Icons

Icons are a window to heaven. Through this window, we gaze upon a landscape from a distance. When we go through this door, we no longer gaze from a distance but we become part of the landscape. The purpose of icons is to enable us to see God’s brilliance and beauty inside everything.

The theology of icons is to communicate Christian truth, love, forgiveness and redemption in a visual form. There are several forms of icons; one is a narrative form that visually illustrates lives of saints, parables and stories in the Bible. Another is the portrait icon that allows us to meditate on the image of the living presence and power of the holy person depicted. All icons teach and give us a model to enrich our lives and faith.

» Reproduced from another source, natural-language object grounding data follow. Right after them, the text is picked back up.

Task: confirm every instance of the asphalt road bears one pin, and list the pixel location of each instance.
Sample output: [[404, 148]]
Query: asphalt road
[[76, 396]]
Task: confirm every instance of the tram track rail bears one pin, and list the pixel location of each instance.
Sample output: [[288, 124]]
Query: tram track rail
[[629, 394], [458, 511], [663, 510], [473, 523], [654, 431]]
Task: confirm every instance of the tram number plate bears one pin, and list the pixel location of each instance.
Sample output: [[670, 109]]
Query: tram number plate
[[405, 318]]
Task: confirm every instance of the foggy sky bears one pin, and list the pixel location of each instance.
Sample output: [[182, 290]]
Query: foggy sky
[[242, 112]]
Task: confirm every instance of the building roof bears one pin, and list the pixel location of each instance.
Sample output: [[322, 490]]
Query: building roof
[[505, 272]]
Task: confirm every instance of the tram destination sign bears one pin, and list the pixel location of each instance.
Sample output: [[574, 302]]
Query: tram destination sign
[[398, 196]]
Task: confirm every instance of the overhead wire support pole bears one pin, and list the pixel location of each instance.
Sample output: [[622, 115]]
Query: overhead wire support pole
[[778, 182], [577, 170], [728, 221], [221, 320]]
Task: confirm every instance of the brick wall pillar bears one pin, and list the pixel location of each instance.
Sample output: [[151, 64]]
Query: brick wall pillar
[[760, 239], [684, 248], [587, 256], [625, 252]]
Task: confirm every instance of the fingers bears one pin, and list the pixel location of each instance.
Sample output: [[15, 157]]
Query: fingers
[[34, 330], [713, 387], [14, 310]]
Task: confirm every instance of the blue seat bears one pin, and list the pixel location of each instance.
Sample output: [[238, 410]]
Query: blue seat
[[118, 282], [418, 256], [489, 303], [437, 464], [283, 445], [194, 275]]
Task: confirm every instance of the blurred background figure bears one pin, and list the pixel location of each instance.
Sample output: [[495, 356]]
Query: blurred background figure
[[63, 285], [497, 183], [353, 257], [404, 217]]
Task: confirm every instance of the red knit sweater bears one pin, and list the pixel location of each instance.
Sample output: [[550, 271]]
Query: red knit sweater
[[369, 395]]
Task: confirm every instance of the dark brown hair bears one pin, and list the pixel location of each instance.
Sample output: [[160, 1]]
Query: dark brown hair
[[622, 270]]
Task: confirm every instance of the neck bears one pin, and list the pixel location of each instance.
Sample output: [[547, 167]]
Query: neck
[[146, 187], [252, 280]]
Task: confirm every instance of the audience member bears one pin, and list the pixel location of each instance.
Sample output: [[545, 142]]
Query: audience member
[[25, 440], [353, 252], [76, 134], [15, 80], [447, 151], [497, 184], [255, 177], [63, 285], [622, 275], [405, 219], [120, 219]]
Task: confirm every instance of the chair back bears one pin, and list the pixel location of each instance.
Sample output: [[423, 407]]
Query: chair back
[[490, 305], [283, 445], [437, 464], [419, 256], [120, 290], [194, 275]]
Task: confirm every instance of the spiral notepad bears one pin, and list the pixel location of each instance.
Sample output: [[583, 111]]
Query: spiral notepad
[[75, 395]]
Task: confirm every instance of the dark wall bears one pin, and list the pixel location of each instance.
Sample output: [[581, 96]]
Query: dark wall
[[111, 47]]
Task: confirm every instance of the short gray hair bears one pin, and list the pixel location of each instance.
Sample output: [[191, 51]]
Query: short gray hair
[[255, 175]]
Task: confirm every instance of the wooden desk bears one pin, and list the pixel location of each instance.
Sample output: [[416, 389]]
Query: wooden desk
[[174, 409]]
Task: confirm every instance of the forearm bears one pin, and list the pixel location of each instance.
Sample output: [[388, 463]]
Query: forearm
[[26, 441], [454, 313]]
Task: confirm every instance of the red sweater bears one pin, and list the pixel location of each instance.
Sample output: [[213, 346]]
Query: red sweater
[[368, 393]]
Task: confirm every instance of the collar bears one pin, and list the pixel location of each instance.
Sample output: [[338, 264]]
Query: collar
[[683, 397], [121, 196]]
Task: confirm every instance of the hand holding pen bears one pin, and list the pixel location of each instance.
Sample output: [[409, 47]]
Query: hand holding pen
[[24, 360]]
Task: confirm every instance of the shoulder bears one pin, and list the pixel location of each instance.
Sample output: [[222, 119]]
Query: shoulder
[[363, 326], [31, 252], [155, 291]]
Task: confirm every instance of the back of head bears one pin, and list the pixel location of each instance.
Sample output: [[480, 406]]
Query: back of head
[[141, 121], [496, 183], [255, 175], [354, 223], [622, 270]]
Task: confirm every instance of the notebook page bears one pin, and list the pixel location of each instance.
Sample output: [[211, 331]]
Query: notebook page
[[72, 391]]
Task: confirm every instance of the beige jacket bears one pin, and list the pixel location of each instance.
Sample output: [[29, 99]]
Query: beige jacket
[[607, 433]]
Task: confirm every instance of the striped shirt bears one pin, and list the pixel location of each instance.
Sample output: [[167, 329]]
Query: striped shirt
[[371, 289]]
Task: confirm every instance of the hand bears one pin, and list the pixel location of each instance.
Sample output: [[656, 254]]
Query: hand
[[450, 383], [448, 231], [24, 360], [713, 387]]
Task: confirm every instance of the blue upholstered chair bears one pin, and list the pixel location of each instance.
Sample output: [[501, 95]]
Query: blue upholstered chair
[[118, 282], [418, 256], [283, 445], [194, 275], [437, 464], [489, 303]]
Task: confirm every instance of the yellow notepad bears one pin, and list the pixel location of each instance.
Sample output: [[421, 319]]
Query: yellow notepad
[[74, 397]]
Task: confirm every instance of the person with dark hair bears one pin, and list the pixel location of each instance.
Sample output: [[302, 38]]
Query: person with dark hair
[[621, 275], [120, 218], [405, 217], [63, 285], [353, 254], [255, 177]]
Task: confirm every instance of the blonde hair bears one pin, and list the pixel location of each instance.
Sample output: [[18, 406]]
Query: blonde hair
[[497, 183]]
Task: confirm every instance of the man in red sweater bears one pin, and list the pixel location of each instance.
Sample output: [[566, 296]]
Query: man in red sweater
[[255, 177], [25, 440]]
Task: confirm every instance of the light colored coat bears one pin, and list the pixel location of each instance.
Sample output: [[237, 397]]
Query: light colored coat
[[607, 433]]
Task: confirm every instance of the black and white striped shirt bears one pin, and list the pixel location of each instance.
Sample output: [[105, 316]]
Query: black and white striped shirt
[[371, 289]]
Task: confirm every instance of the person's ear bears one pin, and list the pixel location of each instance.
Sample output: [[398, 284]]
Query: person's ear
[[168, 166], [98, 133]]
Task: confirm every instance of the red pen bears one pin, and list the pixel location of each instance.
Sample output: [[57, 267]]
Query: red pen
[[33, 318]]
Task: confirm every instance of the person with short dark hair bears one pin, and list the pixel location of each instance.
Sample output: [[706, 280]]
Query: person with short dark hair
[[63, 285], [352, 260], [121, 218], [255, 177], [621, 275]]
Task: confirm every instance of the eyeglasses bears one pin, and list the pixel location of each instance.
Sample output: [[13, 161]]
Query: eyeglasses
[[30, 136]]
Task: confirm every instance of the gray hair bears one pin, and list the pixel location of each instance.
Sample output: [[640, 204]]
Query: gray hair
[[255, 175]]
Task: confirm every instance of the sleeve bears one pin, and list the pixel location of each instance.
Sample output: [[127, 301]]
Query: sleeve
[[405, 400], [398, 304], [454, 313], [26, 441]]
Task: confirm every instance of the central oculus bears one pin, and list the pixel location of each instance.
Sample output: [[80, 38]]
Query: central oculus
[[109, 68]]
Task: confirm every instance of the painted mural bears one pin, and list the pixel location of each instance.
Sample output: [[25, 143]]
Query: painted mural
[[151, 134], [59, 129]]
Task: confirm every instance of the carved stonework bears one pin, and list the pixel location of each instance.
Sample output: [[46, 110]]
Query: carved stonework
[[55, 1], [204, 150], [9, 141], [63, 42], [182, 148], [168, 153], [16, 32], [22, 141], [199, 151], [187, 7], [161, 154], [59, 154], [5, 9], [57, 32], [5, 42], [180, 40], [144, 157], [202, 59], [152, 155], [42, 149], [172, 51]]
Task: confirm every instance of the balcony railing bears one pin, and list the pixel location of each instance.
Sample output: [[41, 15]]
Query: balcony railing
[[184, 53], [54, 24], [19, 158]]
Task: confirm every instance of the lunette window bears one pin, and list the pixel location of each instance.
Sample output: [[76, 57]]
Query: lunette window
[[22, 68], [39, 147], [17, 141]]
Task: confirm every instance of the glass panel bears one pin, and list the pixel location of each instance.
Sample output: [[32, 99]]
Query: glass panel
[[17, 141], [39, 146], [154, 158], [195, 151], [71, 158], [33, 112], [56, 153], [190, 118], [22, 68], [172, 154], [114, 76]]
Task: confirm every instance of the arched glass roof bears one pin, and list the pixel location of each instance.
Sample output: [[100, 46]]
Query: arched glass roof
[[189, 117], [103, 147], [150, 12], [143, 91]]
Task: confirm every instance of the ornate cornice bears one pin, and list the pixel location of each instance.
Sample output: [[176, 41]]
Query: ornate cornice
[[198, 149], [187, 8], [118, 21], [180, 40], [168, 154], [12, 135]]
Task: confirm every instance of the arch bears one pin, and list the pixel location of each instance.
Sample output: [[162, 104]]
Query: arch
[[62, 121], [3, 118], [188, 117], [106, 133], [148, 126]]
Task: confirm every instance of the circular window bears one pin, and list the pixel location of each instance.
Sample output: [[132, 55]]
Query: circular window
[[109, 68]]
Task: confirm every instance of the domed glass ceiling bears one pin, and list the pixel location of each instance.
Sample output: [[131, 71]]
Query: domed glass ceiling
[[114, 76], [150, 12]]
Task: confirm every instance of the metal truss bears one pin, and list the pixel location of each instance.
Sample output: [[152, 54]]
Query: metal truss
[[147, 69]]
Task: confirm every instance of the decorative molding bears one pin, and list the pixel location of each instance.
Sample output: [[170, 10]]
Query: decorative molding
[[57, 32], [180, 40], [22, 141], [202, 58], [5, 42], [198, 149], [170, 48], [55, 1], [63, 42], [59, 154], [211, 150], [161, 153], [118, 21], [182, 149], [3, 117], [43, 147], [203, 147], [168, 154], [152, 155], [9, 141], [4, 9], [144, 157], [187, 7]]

St. Stephen’s is graced by six portrait icons. In an Orthodox church, these six icons would form an iconostasis or screen that separates the priest from the laity. In St. Stephen’s, the icons are not used to separate the people from the sacraments, but to help us visually enhance and remind us of Christ redeeming presence, love and grace and the contributions of saints, such as St. John, the forerunner, who prophesied Christ ministry; St. Stephen, who was a martyr for the faith; and Mary, the mother of Christ.

Christ

The Christ icon is central to the Christian concept of grace and redemption as it is central to the sacraments, sanctification, the beginning (Alpha) and end (Omega) of all things in the church. The Christ icon in our church is a full-length figure. He holds a closed book, which we may perceive as the Gospels or as the Book of Judgment in Revelation. The fingers on his right hand are bent in the position of a priest’s blessing. The fingers signal the sacred name of Jesus Christ with the Greek letters IC XC. The eyes do not look directly at us as the figure of Christ is not meant to represent Christ as the Jesus of Galilee, but the awe inspiring God-Man, King of the Universe and Judge at the end of time.

John the Baptist
John the Baptist has wild hair and a beard, a very intense expression that is appropriate for a desert prophet. John wears a tunic of camel hair and his legs and arms are very thin. He carries an unfurled scroll with the text “Repent, for the Kingdom of Heaven is near.”
Mary

Mary is referred to as Theotokos—the Bearer of God. Her hair, upper forehead and shoulders are hidden beneath a veil with a gold border. This is called the maphorion. Above the forehead and on each shoulder is a star. Tradition has generally considered them as being symbolic of her virginity; before, during and after childbirth.

Stephen

The icon of St. Stephen represents the patron saint of our church. In his right hand, Stephen holds a censor with twelve bells on the three chains. These symbolize the twelve apostles. In his left hand, he holds a model of our church. Stephen is most always dressed as a deacon.

Michael

The last two icons are the Archangels Michael and Gabriel. These two angels guard and protect the sanctuary of our church. Michael is considered the warrior angel, who is the defender of the faith from all evil. Gabriel is the messenger angel who carriers message from God to human beings. He was the angel who appeared to Mary to tell her she had been chosen to bear the Son of God.

Gabriel

Remember, icons are meant to remind us of God, saints, and angels and what they can do to help us to understand, in a visual form, about the Heavenly Kingdom. Icons are not meant to be worshiped but are to be venerated for the knowledge they can teach us.